Following the staff-level agreement between Pakistan and the International Monetary Fund (IMF), the Pakistan Stock Exchange’s (PSX)  benchmark KSE-100 index rallied past 57,000 points while the rupee also recovered against the dollar during the intraday trade in the interbank market. 

Pakistan, a day earlier, had reached a staff-level agreement with the IMF on the first review of a $3 billion bailout. 

After approval from the Fund’s Executive Board, Pakistan will have access to around $700 million, bringing total disbursements under the programme to almost $1.9 billion, the IMF announced in a statement on Wednesday.

Today, the rupee broke its 17-session losing streak after it gained 2.14 against the dollar and is being traded at Rs286 against the greenback in the interbank market during intraday trade, reported Geo News. The local currency had closed at Rs288.14 on Wednesday. 

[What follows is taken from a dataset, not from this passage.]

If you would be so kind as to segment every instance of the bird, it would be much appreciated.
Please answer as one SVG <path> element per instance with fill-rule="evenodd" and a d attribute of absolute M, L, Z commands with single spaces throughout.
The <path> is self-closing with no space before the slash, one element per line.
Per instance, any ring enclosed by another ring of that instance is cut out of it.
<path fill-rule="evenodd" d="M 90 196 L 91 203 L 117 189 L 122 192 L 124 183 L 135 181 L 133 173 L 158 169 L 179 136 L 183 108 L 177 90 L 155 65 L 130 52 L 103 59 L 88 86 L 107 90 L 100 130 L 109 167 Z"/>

At the PSX, the benchmark KSE-100 Index went past 57,000 points at around 10:20am, creating another milestone. 

Benchmark KSE-100 Index at 10:54am. — Screenshot taken from PSX
Benchmark KSE-100 Index at 10:54am. — Screenshot taken from PSX 

In a conversation with, Dr Khaqan Hassan Najeeb, a former adviser of the finance ministry, said that the PSX buoyed due to the staff-level agreement with the IMF. He added that the $700 million from the global lender will help Pakistan make way for “much-needed” external financing.

“IMF’s approval means that the government has worked on fiscal consolidation as well as the change in energy prices which curtails the circular debt,” said Dr Najeeb.

The economist believes that the external financing “flow will give some comfort to the forex market as well as the supply side increase and the debt instruments including the financing from multilaterals, both program and project loans”.

He added that loans from bilateral and rollovers, friendly countries and commercial funds will start flowing in after the IMF agreement.

“The rupee will of course be determined by the kind of flows that we see and the kind of demand that is generated on the import side. In the long run, I always say the rupee parity with any foreign currency is a function of the productivity of the country,” said Dr Najeeb on the rupee’s appreciation.